Secretary general of Palang Pracharat backs down on claim to energy portfolio in Thai cabinet
The argument seemed to focus around the fate of the energy portfolio in the next government. The leader of the Sam Mitr groups within the party, Suriya Juangroongruangkit, is thought to have his heart set on the position. Thailand’s current energy minster is Siri Jirapongphan but it is understood that the role in government was due to be handed to the secretary general of the party, Sontirat Sontijirawong. On Tuesday, he issued statement on the controversy following the move against him yesterday: ‘I have no desire for and will not accept the post of energy minister. I hope things will turn out fine so we can work together for the good of the country.’
Sam Mitr leader had been earmarked for industry but wanted to be energy minister
It is understood that Suriya Juangroongruangkit had been earmarked for the industry portfolio in the new cabinet line up. On Saturday, a press conference given by Anucha Nakasai, a key member of the Sam Mitr group, raised eyebrows. He is understood to have been allocated a deputy ministry at the Ministry of Commerce in the new cabinet but suggested he would prefer to give up the post if it would help ensure his colleague was made energy minister.

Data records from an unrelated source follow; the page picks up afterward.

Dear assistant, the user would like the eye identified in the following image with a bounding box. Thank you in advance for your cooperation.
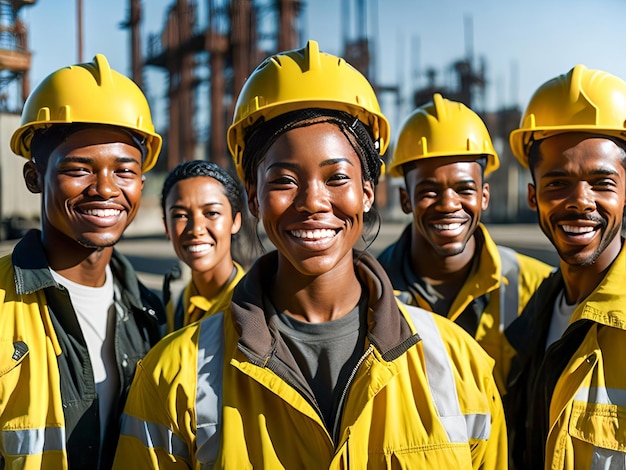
[170,212,187,220]
[591,178,617,190]
[327,173,350,186]
[115,167,139,178]
[456,186,476,196]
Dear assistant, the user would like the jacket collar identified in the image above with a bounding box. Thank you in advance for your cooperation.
[232,251,419,363]
[11,229,141,308]
[570,240,626,330]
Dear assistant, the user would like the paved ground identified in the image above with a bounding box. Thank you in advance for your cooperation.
[0,220,558,298]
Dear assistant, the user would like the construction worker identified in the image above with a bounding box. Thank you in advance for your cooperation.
[0,55,165,469]
[378,93,552,393]
[161,160,246,333]
[115,41,507,469]
[506,65,626,469]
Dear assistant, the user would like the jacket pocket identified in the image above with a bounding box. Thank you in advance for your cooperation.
[568,401,626,458]
[0,339,30,377]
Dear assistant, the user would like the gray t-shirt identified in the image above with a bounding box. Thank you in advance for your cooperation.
[276,299,367,429]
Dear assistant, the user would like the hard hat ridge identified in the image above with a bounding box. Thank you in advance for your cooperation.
[11,54,162,172]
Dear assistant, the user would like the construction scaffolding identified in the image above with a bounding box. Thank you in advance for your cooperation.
[124,0,302,171]
[0,0,36,112]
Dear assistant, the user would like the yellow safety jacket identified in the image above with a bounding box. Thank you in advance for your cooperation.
[0,230,165,470]
[166,261,246,333]
[378,224,554,395]
[507,242,626,470]
[114,253,507,470]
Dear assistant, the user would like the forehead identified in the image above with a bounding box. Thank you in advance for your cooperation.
[167,176,226,201]
[265,123,361,168]
[534,132,626,176]
[404,156,482,180]
[51,127,141,162]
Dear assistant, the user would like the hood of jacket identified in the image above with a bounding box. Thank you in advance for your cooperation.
[232,250,420,364]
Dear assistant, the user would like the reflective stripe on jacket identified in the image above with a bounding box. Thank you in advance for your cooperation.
[115,254,507,469]
[506,241,626,470]
[378,224,553,393]
[0,231,164,469]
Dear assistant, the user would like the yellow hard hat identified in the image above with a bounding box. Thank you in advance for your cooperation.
[228,41,389,180]
[11,54,162,172]
[389,93,500,176]
[509,64,626,168]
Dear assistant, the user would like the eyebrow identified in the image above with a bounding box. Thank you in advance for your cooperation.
[168,201,225,210]
[61,155,141,165]
[267,157,354,171]
[541,168,619,178]
[416,178,480,186]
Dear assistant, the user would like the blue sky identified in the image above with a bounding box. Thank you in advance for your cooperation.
[17,0,626,133]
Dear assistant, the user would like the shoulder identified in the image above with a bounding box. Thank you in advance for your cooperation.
[515,252,554,277]
[404,305,494,375]
[142,313,223,381]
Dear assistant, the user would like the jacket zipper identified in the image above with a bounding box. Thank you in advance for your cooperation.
[332,344,374,443]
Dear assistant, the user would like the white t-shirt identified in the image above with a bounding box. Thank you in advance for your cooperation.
[50,266,120,439]
[546,290,576,349]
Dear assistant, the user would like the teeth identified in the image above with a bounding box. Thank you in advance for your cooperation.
[291,229,336,240]
[563,225,594,233]
[187,243,211,253]
[83,209,122,217]
[434,222,461,230]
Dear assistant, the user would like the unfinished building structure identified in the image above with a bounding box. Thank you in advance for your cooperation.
[0,0,36,112]
[120,0,302,171]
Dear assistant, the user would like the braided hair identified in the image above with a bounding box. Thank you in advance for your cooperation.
[161,160,244,219]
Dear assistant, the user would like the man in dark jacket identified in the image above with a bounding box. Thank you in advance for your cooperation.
[0,55,164,469]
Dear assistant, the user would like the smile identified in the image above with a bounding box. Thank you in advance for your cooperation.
[82,209,122,217]
[185,243,213,253]
[291,228,337,240]
[562,225,595,234]
[433,222,461,230]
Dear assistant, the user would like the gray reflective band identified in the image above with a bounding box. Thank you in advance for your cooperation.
[121,413,189,459]
[196,312,224,464]
[406,305,491,443]
[574,387,626,406]
[2,428,65,455]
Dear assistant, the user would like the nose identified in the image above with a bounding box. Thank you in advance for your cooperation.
[89,171,120,199]
[437,188,461,212]
[566,181,596,212]
[294,181,332,214]
[187,215,206,235]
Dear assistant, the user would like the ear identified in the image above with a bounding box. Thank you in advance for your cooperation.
[22,160,43,194]
[528,183,537,211]
[363,181,375,212]
[246,184,259,219]
[481,183,491,211]
[161,217,172,240]
[230,212,241,235]
[398,187,413,214]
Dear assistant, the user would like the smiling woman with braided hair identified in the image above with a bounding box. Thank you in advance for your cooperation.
[161,160,254,333]
[116,41,507,470]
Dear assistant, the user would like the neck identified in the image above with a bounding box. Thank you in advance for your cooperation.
[270,254,362,323]
[191,258,235,299]
[411,237,476,286]
[41,225,113,287]
[560,236,622,305]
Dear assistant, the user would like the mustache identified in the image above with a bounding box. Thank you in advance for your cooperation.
[558,213,608,227]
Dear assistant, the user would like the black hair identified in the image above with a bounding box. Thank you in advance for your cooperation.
[161,160,245,219]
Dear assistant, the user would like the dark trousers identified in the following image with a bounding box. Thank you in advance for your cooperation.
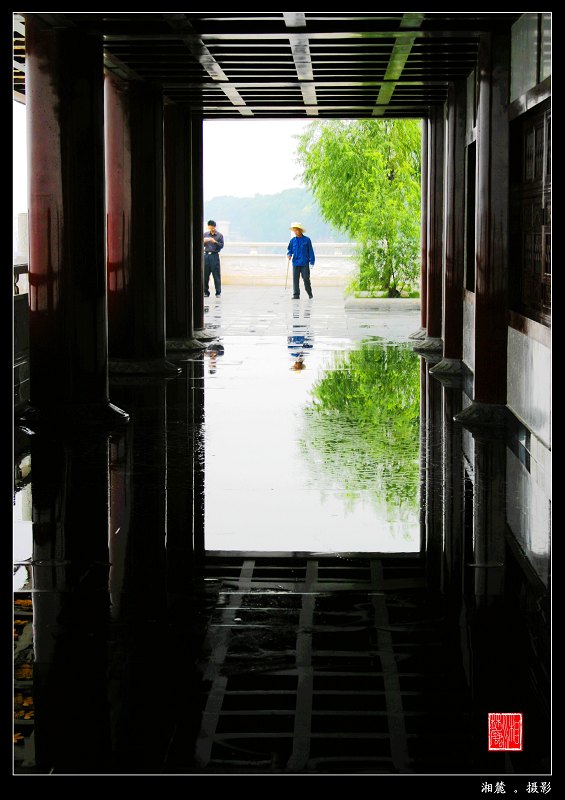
[292,264,312,297]
[204,253,222,294]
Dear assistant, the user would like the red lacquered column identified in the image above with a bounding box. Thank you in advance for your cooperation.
[26,16,128,432]
[105,75,179,375]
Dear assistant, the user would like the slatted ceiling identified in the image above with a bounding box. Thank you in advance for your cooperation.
[14,11,520,119]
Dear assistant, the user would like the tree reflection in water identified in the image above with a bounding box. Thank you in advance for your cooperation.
[300,337,420,522]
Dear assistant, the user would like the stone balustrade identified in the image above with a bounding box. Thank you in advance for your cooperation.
[220,242,357,286]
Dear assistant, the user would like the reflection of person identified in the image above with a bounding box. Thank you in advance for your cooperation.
[204,219,224,297]
[286,222,316,300]
[204,344,224,375]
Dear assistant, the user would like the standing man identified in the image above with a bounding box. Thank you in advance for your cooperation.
[204,219,224,297]
[286,222,316,300]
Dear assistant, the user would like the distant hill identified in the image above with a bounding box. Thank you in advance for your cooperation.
[204,189,349,245]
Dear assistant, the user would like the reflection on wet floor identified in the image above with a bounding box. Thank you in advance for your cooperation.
[204,309,420,553]
[14,287,550,776]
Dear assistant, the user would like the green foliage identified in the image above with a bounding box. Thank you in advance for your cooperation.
[301,342,420,521]
[298,119,421,297]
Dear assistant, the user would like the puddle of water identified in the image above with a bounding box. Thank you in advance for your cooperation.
[204,334,420,552]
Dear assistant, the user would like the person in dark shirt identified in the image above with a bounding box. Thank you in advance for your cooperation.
[286,222,316,300]
[204,219,224,297]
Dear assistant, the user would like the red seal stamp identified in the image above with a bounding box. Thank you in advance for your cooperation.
[488,712,523,751]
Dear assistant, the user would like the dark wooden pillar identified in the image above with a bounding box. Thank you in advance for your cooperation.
[192,117,205,331]
[426,106,445,349]
[164,103,205,351]
[457,33,510,426]
[431,81,466,377]
[26,16,128,425]
[103,382,170,774]
[415,106,445,354]
[409,119,429,339]
[29,426,113,774]
[106,75,179,375]
[422,359,445,589]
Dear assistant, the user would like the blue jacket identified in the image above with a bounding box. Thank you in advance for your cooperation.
[286,235,316,267]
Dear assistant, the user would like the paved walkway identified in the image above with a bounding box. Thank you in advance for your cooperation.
[204,276,420,341]
[199,286,420,553]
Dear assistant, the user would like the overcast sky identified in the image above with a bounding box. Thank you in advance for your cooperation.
[13,102,309,214]
[204,119,310,200]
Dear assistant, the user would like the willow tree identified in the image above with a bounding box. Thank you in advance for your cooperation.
[297,119,421,297]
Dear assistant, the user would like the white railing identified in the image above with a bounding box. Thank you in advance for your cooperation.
[220,242,357,286]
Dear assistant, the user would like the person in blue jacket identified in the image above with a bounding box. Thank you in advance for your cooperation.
[286,222,316,300]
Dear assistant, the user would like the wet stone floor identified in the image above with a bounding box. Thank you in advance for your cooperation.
[14,286,550,780]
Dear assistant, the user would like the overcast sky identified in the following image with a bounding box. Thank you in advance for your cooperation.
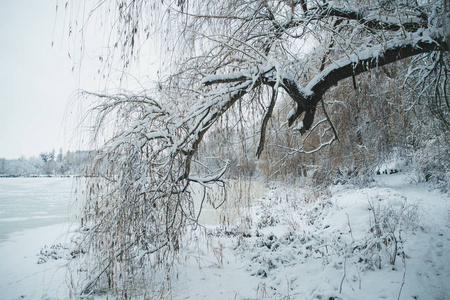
[0,0,90,159]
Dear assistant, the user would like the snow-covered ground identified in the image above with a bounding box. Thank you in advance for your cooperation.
[0,173,450,300]
[0,178,73,300]
[171,174,450,299]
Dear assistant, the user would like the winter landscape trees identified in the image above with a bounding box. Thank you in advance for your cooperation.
[66,0,450,293]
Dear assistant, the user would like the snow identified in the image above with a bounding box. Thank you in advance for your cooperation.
[0,172,450,299]
[171,174,450,299]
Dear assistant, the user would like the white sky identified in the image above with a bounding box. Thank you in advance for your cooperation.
[0,0,162,159]
[0,0,91,159]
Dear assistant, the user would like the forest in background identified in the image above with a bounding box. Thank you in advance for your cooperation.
[0,150,90,177]
[35,0,450,298]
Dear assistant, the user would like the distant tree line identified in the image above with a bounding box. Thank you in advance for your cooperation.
[0,149,90,177]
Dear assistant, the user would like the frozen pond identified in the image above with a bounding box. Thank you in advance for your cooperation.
[0,178,76,299]
[0,178,73,243]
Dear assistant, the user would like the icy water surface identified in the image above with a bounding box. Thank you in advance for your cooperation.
[0,178,73,243]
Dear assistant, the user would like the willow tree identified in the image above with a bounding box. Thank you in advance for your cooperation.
[66,0,450,294]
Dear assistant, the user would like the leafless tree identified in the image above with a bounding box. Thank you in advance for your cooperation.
[66,0,450,294]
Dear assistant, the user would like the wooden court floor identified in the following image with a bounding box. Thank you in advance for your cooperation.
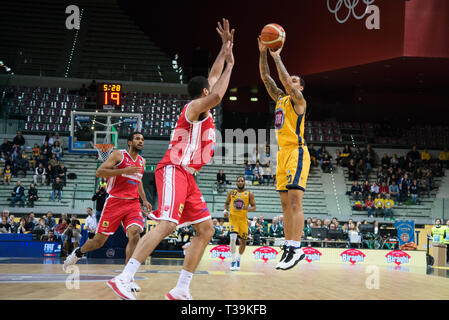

Bickering saw move against Palang Pracharat secretary general on Monday
The internal bickering within the party had brought about the move taken against the secretary general of the Palang Pracharat party who has been blamed for the tensions. The move was led by the Sam Mitr group against Sontirat Sontijirawong. The same group also yesterday called on the Thai prime minister to keep the allocation of cabinet seats that they say was agreed on June 11th and in which their leader was to take on the coveted role.
Attack on an anti junta activist a matter of serious concern even among military stalwarts
A controversy erupted over the weekend also in relation to a democratic rights activist who was violently beaten by sinister actors last week. It was the second time the man had been targeted for attack. The vicious assault on Sirawith Seritiwat, known for his anti coup and junta campaign in opposition to the involvement of the Thai military in politics, has caused grave disquiet on all sides of the political divide. It has prompted Thailand’s security supremo, deputy prime minister Prawit Wongsuwan, last week to call on the Thai police to quickly apprehend the suspects. A Thai senator, allied with the pro junta block in parliament, has also warned of the potential political fallout the attack on the man. He said that the matter was a serious one that should be tackled by the government urgently. The senator warned that the duty of parliament was to ensure that matters which concern society were resolved within its chambers and not on the streets.
Mother of assault victim says men with sticks set upon him outside his home on Friday
The mother of the 27 year old Seritiwat, known in Thailand for his activism in student politics, told the AFP news agency that her son was attacked on Friday morning last by men carrying sticks. She dismissed unfounded rumors that the attack on the young man was linked to unpaid debts. Her son was left bloodied and with a blood clot in one eye which has caused doctors to worry for the young man’s sight. ‘They broke his nose and eye socket, causing a clot to one of his eyes,’ Patnaree Chankij told the news agency. There have been a number of such incidents this year, including the firing of car owned by an anti junta activist. No arrests have been made so far.
Opinion poll also shows that 60% area against Prayut becoming a political player
The survey into the Thai public’s opinion on politics over the weekend was conducted by Super Poll. The survey found that 67% of Thai people were worried about the political environment that had developed. Significantly, nearly 60% though the idea of the prime minister taking up the role as leader of the main political party at the core of the government was a bad idea. The poll’s sample was nearly 1,700 Thai citizens from all regions of the country and was conducted between June 20th and June 29th.